In 2022, the Global Disinformation Index described OAN as having a high risk of disinformation due to "publishing no information regarding its policies to ensure accuracy (fact-checking, etc.) or attribute authorship, or about its ownership structure, which is a risk-factor for conflicts of interest and/or editorial interference." The misinformation tracker NewsGuard has categorized OAN as an unreliable source of information.

== Ratings ==
In June 2019, OAN said it was available in 35 million homes and its audience ranged from 150,000 to as large as 500,000, though Nielsen Media Research estimated its viewership that year to be about 14,000. The company does not subscribe to Nielsen, citing its high fees, so regular audience estimates are not available.

== Litigation ==
In February 2021, a federal judge awarded $250,000 to MSNBC in an anti-SLAPP counter suit to OAN's $10 million lawsuit claiming that they had been defamed by Rachel Maddow. The judgment ruled that OAN's initial suit was frivolous and required OAN to pay all legal fees incurred by MSNBC.

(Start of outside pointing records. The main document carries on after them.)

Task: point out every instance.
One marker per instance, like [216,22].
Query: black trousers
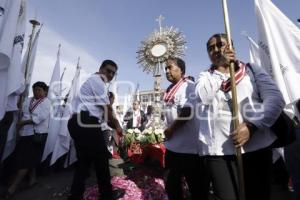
[5,123]
[192,168]
[257,167]
[91,149]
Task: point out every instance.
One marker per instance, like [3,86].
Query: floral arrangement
[148,136]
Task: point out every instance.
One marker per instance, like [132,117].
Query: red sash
[33,105]
[170,93]
[239,75]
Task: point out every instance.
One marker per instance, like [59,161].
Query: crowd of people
[201,140]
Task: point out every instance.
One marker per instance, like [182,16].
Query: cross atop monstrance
[159,20]
[155,50]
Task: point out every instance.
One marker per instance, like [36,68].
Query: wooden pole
[234,106]
[34,23]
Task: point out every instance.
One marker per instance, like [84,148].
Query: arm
[112,120]
[183,117]
[272,99]
[207,87]
[185,113]
[42,112]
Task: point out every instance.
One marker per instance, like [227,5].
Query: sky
[95,30]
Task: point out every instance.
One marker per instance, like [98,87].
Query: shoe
[116,194]
[6,195]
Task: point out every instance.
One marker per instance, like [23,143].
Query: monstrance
[155,50]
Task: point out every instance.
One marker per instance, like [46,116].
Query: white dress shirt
[92,95]
[259,101]
[185,138]
[40,117]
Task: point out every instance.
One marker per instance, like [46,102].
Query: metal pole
[34,23]
[234,106]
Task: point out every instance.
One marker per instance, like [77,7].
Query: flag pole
[234,106]
[34,24]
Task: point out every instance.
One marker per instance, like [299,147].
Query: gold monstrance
[152,54]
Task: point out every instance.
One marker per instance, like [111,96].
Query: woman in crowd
[33,129]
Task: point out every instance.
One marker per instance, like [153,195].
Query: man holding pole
[92,107]
[259,104]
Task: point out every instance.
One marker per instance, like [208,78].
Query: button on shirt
[40,117]
[259,101]
[185,138]
[93,94]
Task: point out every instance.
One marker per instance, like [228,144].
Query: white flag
[12,30]
[54,94]
[9,13]
[28,61]
[62,144]
[254,51]
[279,38]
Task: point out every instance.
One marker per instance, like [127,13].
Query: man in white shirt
[182,144]
[91,107]
[260,103]
[135,118]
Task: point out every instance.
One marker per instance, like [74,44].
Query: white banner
[279,38]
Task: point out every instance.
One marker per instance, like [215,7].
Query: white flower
[147,131]
[139,137]
[130,131]
[159,132]
[136,130]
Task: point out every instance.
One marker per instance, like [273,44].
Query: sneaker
[116,194]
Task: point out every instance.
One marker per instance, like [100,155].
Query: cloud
[46,57]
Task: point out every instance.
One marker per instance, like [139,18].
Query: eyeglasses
[110,71]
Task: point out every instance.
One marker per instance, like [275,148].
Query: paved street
[55,185]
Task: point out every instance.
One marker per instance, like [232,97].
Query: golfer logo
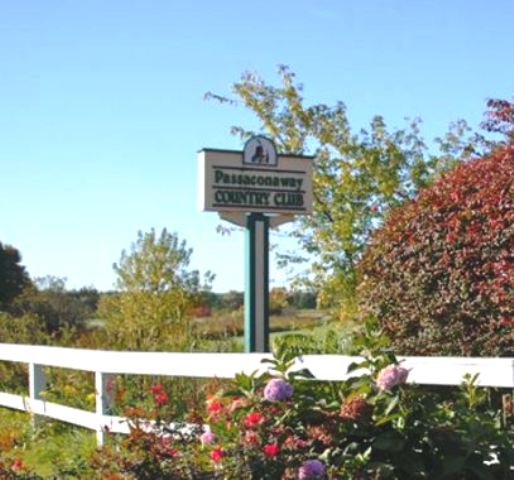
[260,151]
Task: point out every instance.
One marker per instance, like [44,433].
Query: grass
[50,449]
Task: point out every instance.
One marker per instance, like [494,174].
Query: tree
[357,177]
[56,307]
[13,276]
[156,290]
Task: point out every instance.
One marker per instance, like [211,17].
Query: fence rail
[493,372]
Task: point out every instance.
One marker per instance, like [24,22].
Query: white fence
[493,372]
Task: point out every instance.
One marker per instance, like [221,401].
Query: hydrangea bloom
[390,376]
[311,469]
[277,389]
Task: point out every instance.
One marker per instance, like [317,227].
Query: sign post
[255,189]
[257,283]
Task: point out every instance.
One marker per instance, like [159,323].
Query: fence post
[103,403]
[37,384]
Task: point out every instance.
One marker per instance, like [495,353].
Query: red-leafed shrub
[439,275]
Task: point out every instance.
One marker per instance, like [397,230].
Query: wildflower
[213,406]
[355,409]
[390,376]
[237,403]
[159,395]
[217,454]
[293,443]
[253,419]
[17,465]
[277,390]
[251,437]
[311,469]
[321,433]
[271,449]
[207,437]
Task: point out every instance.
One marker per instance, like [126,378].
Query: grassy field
[53,449]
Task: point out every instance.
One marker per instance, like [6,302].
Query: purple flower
[277,389]
[311,469]
[207,437]
[390,376]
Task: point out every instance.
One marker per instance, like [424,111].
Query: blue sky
[102,110]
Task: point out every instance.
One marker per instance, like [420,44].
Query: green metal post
[257,284]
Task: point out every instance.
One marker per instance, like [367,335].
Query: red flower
[253,419]
[271,449]
[213,406]
[159,395]
[217,454]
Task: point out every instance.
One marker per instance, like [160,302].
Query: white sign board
[256,180]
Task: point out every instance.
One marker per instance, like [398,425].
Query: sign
[257,189]
[255,180]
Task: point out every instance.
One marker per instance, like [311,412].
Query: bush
[439,274]
[283,426]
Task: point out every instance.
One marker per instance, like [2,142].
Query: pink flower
[311,469]
[207,437]
[271,449]
[217,454]
[277,390]
[17,465]
[390,376]
[213,406]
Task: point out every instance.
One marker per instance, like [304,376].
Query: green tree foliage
[303,299]
[439,274]
[55,307]
[13,276]
[278,300]
[156,290]
[357,176]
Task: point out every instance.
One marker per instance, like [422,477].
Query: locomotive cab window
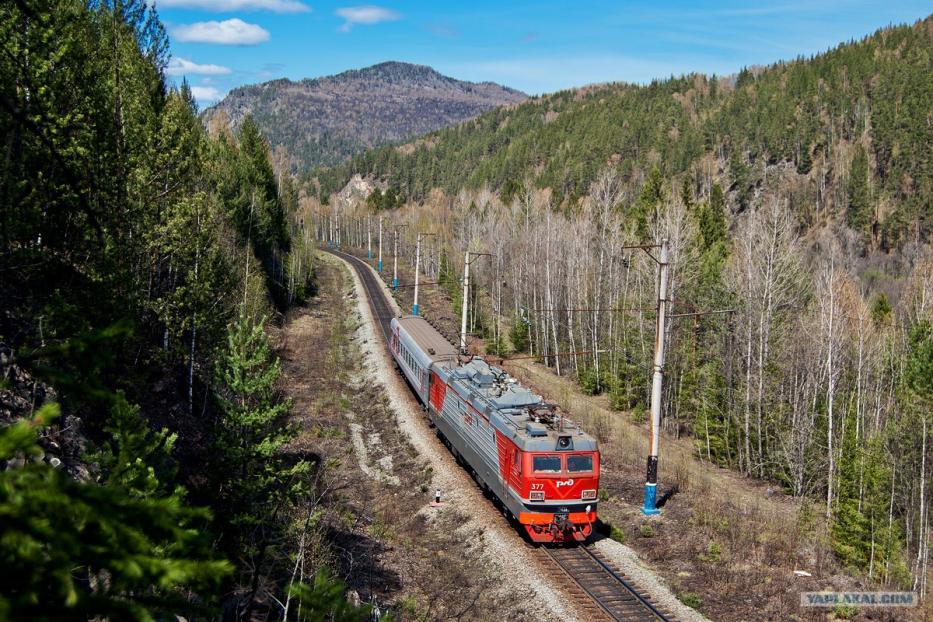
[580,464]
[546,464]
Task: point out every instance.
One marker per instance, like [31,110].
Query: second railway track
[605,593]
[605,585]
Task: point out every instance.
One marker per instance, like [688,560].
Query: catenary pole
[650,506]
[466,301]
[379,265]
[414,306]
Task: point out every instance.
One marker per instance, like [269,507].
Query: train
[541,467]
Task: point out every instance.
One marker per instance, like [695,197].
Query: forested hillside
[797,203]
[853,122]
[141,426]
[323,121]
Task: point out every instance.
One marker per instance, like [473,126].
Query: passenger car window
[579,464]
[546,464]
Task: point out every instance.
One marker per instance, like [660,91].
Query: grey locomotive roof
[428,339]
[524,416]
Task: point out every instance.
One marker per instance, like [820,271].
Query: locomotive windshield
[546,464]
[579,464]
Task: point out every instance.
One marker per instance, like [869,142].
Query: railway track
[381,308]
[602,590]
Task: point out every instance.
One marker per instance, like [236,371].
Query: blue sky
[537,47]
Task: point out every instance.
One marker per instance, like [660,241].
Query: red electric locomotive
[542,467]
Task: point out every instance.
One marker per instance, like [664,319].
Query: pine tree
[73,550]
[254,480]
[859,213]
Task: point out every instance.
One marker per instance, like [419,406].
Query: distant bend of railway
[607,593]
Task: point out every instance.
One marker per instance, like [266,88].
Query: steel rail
[608,579]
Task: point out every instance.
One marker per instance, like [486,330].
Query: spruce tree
[859,213]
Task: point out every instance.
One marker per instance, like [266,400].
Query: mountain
[847,133]
[322,121]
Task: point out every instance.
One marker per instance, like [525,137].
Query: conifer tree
[858,214]
[73,550]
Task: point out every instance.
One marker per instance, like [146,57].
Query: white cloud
[228,32]
[205,94]
[227,6]
[367,14]
[184,67]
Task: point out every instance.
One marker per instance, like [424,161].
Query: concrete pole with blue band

In March 2022, OAN sued AT&T and DirecTV for $1 billion after DirecTV announced in January that it would be dropping the network in April, alleging that the decision was "part and parcel of a larger, coordinated, extremely well-financed political scheme to take down Herring and unlawfully destroy its ability to operate in the media business". OAN also alleged that AT&T and DirecTV violated a confidentiality provision by telling the press about the agreement expiration, and that AT&T "disparaged OAN in violation of the Affiliation Agreement", pointing to CNN airing "reports and commentary that falsely accused OAN of contributing to the events of January 6, 2021, and engaging in 'disinformation' campaigns" and John Oliver criticizing OAN on Last Week Tonight. In January 2023, most of OAN's claims were dismissed, but the judge did rule that Herring had "adequately alleged a breach of the confidentiality provision" and "would at a minimum be entitled to nominal damages".

=== 2020 election lawsuits ===
In December 2020, OAN was included as a defendant in a defamation lawsuit by Dominion Voting Systems executive Eric Coomer, alongside other outlets such as Newsmax and The Gateway Pundit. Coomer asserted that the defendants had characterized him as a "traitor" and that as a result he was subjected to "multiple credible death threats". OAN reached a settlement with Coomer in August 2023.

In August and November 2021, the channel was sued by Dominion Voting Systems and Smartmatic for promoting false claims that the companies had engaged in election fraud during the 2020 presidential election.

In December 2021, former Georgia election workers Ruby Freeman and her daughter Wandrea' ArShaye Moss filed a defamation lawsuit against OAN and several of its senior executives, among others. In the complaint, Freeman and Moss alleged that OAN broadcast stories which falsely accused them of conspiring to produce secret batches of illegal ballots and inserting them into the voting machines to help Joe Biden win the 2020 US presidential election. Due to the alleged false accusations, Freeman and Moss said that they "have become the objects of vitriol, threats, and harassment". In April 2022, they reached a settlement agreement with OAN and weeks later the network aired a pre-recorded 30-second segment acknowledging that its allegations were false.

In January 2024, court filings from Smartmatic's defamation lawsuit against OAN revealed that OAN president Charles Herring had sent an email with a spreadsheet claimed to contain the passwords of Smartmatic employees to Sidney Powell on January 8, 2021. Smartmatic lawyers said the email exchange showed that OAN executives "may have engaged in criminal activities" because they "appear to have violated state and federal laws regarding data privacy." Herring also solicited additional information from the anonymous tipster who provided the spreadsheet. Another court filing indicated that CEO Robert Herring had also sent a similar spreadsheet to Mike Lindell. A settlement was reached in April 2024.